6. The next point urged by the learned Counsel is that Rule 22 of the Prevention of Food Adulteration Rules says that the quantity of milk to be sent is 250 ml. In this case, the sample of 220 ml. of milk was only sent. Hence, Rule 22 is violated. The benefit of the violation of this rule should go to the accused. In support of his contention he relied on the judgment of the Supreme Court in R.G. Pamnani v. State of Maharashtra, . In this case their Lordships held that if the statutoryily required quantity is not sent, the analyst report renders doubtful.
7. The learned Public Prosecutor on the other hand contended that the previous rule required only 220 ml. to be sent and by the amendment in the year 1985, the quantity was enhanced to 250 ml. Further, the Public Analyst did not raise any objection and also did not opine that the quantity sent is not sufficient for the purpose of analysis. The fact that lesser quantity is sent was not an impediment for making proper analysis. Therefore, this objection is untenable.

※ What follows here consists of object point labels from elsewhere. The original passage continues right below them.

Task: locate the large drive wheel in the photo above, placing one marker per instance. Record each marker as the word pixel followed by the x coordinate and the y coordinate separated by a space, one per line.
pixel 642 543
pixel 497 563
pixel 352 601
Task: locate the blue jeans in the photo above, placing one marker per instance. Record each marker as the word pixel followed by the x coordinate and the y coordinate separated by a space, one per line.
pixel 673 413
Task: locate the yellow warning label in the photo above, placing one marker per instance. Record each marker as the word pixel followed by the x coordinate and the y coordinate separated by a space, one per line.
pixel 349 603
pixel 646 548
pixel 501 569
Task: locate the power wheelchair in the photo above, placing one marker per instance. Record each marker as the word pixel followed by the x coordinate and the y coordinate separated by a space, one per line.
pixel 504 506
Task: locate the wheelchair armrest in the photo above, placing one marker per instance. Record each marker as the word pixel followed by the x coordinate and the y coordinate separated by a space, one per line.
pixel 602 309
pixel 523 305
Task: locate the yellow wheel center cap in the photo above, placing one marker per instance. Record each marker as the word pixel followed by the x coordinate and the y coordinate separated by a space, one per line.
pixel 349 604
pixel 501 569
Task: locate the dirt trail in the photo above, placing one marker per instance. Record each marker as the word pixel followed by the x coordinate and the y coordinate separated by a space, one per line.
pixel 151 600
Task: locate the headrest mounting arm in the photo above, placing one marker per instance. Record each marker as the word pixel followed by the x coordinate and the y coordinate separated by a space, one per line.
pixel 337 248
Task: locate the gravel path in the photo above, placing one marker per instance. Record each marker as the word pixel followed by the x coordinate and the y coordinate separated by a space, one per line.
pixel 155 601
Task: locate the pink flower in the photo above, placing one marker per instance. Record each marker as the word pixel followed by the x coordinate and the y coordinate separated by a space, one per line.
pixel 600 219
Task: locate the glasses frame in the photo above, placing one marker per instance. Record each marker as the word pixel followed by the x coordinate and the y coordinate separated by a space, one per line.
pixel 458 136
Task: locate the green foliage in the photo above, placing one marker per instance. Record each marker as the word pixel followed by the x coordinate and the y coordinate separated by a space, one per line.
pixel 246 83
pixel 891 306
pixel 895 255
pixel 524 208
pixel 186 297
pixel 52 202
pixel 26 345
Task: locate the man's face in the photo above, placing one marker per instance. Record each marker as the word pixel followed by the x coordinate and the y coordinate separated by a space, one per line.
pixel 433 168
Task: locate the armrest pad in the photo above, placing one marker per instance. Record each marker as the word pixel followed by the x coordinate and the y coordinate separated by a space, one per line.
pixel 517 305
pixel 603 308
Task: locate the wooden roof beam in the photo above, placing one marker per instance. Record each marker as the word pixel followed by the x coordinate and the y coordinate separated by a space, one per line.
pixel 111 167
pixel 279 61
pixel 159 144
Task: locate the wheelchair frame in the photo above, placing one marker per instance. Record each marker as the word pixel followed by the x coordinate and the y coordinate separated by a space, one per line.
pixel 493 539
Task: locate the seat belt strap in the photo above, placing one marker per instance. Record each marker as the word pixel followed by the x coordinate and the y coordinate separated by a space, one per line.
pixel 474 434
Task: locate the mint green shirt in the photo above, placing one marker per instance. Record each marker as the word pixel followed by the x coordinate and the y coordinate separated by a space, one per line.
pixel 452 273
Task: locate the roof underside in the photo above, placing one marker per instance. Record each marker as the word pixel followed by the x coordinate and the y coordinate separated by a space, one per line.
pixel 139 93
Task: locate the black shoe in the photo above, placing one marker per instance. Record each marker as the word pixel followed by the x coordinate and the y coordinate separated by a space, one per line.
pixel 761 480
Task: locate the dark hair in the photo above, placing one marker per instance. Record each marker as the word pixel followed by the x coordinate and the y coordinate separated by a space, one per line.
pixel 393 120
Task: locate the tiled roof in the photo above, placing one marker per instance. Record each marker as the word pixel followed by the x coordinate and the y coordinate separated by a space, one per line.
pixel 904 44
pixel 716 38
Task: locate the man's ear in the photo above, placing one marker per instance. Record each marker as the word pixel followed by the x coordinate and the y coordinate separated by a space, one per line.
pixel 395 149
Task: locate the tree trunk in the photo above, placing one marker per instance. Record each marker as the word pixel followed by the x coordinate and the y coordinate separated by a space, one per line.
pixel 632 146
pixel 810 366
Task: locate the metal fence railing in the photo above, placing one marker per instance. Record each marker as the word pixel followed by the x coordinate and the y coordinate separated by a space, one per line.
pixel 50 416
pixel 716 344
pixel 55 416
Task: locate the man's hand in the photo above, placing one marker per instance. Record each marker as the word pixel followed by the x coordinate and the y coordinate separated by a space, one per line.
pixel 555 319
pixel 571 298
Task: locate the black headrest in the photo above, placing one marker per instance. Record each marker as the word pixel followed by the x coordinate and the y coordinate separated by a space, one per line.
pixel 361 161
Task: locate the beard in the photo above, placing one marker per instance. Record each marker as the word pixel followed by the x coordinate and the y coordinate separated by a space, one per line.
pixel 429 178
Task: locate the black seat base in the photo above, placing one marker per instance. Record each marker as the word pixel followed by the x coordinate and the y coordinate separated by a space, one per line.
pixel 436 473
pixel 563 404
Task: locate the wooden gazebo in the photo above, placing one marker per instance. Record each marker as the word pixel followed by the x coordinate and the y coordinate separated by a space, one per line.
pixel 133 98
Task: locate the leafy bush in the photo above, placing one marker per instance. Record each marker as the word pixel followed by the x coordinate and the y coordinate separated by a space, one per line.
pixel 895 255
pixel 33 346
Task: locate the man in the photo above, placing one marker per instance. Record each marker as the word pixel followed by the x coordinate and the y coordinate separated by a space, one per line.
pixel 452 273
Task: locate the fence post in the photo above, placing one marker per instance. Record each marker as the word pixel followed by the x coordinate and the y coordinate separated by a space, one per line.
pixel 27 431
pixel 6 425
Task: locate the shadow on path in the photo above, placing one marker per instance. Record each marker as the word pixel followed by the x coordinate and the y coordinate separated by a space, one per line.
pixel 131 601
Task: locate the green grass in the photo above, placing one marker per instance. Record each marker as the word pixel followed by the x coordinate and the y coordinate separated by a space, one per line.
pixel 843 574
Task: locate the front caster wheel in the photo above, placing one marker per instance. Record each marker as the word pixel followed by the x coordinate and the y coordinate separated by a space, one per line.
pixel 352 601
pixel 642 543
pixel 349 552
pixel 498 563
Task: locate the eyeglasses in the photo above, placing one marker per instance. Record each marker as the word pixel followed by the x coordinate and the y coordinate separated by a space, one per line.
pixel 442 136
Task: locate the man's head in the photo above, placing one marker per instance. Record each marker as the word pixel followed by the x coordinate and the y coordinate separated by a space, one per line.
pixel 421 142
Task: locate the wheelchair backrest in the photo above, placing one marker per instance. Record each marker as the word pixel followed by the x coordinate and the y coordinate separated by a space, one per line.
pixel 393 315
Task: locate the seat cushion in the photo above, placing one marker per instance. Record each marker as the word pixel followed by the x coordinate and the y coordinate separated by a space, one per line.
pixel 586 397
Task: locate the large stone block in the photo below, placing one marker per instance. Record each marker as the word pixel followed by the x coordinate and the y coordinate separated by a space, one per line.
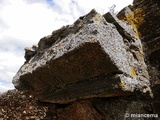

8. I do not agree with the learned Public Prosecutor. When the statute required that the minimum quantity of 250 ml. should be sent, it should be strictly complied with. No excuse or convenience can be looked into by explanation.
9. Further Rule 15 of the Prevention of Food Adulteration Rules indicates that the Code number and serial number should be specifically mentioned in the sample and also in the report sent by the Analyst. In this case, the sample bore the Code No. F-923 and Sl. No. 64/92. However, in Ex.P-13 which is the Analyst report, no code number is mentioned. Hence, it is doubtful whether the report pertains to the sample sent by P.W.1 in this case. In similar circumstances, this Court in Khem Chand v. State of A.P., 1997(1) ALT (Crl.) 293 = 1997 (1) ALD (Crl.) 285, held that if there is discrepancy between the code number of the sample and also the code number given in the report of the Analyst that discrepancy should accrue to the accused. Following this judgment, I am of the opinion that in this case also the accused is entitled for the benefit of doubt.
10. For all the above reasons, I set aside the conviction and sentence passed by the Courts below. The Criminal revision is accordingly allowed.